Ismaning:Auf der Suche nach der räumlichen Wahrheit

Sonderausstellung Schlossgeheimnisse, Schlossmuseum Ismaning, Schloßstraße 3a

Christine Heinz leitet das Schlossmuseum in Ismaning.

(Foto: Florian Peljak)

Die Ausstellung "Schlossgeheimnisse" widmet sich der Frühgeschichte der Ismaninger Anlage und bietet Einblick in Verborgenes

Von Udo Watter, Ismaning

Was könnte das sein, ein "Gsperr"? Welche Bedeutung versteckt sich hinter "Fürhäng"? Nun, wenn man berücksichtig, dass viele Leute im 18. Jahrhundert so geschrieben wie sie geredet haben, klingt die Antwort ganz logisch. Ein Gsperr ist halt ein Schloss (zum Zusperren) und ein Fürhäng ein Vorhang. Die "tumbe Pettstatt", wie sie etwa der oberste Stallknecht so um 1750 in den Stallungen am Ismaninger Kirchplatz hatte, ist eine gewisse Art von Bett, die früher einmal der Aristokratie vorbehalten war. Alle diese Begriffe stehen auf einer Inventar-Liste, die im Ismaninger Schlossmuseum derzeit in der Sonderausstellung "Schlossgeheimnisse" zu sehen ist.

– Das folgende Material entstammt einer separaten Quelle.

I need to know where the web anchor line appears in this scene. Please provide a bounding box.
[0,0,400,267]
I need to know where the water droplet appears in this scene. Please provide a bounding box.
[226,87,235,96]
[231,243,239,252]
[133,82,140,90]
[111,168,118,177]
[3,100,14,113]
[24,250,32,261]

Ausgewertet und transkribiert hat sie der 27-jährige Ismaninger Student Gregor Heigis. Eine Aufgabe, die angesichts der Schrift und der gewöhnungsbedürftigen Orthografie Fleiß und Akribie erforderte. "Das war erst mal nicht so einfach", sagt Heigis. Für ihn, der in der Nähe des Schlosses aufgewachsen ist, war es freilich spannend, "die räumliche Wahrheit zu untersuchen", nämlich die, welche mit der (heute kaum mehr visualisierbaren) Frühgeschichte der Schlossanlage zu tun hat. Als Abschlussarbeit für seinen Studiengang Geschichte hat er zwei Inventare aus den Jahren 1764 und 1781 inhaltlich und statistisch ausgewertet und quasi die historische Raumabfolge im heutigen Rathaus (ehemaliges Schloss) rekonstruiert sowie auch interessante Facetten ob der zahlreichen Nebengebäude herausgefunden. "Manchmal kam er mir vor, wie ein historischer Profiler, der sich versucht, in die Menschen von damals hineinzuversetzen", erklärt Museumsleiterin Christine Heinz. Unter Mitarbeit von Heigis und Ute Hoepfner, die mit Schwerpunkt auf die Zeit Ismanings als Teil des Hochstifts Freisings diverse Dokumente analysierte, hat sie diese Ausstellung konzipiert, die bis zum 10. September zu sehen sein wird.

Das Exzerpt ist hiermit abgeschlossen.